Forty-seven minutes of total outage. Seven customer escalations. One post-mortem that concluded, correctly, that certificate management is a monitoring problem pretending to be a cryptography problem. Nobody's renewal logic ever fails gracefully. It fails weeks ahead of time, in a log file nobody reads, and then the production alarm goes off when users start seeing "Your connection is not private."

The rebuild after that outage is why I will never again manage certificates without cert-manager, Prometheus alerts on certmanager_certificate_expiration_timestamp_seconds, and Let's Encrypt as the issuer. This guide covers the ACME protocol, cert-manager in Kubernetes, and the monitoring setup that actually catches silent renewal failures -- not three weeks later, but within an hour.

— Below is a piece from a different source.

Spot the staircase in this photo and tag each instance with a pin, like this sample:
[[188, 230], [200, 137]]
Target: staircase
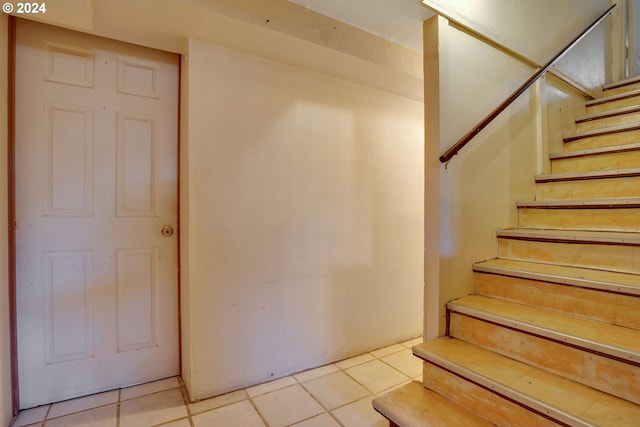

How ACME Domain Validation Works

Before a CA issues a certificate, it needs proof that you control the domain. ACME defines several challenge types:

HTTP-01 Challenge

  1. Your ACME client requests a certificate for example.com.
  2. The CA provides a random token.
  3. Your client places the token at http://example.com/.well-known/acme-challenge/{token}.
  4. The CA's validation servers fetch that URL from multiple network vantage points.
  5. If the token matches, the CA issues the certificate.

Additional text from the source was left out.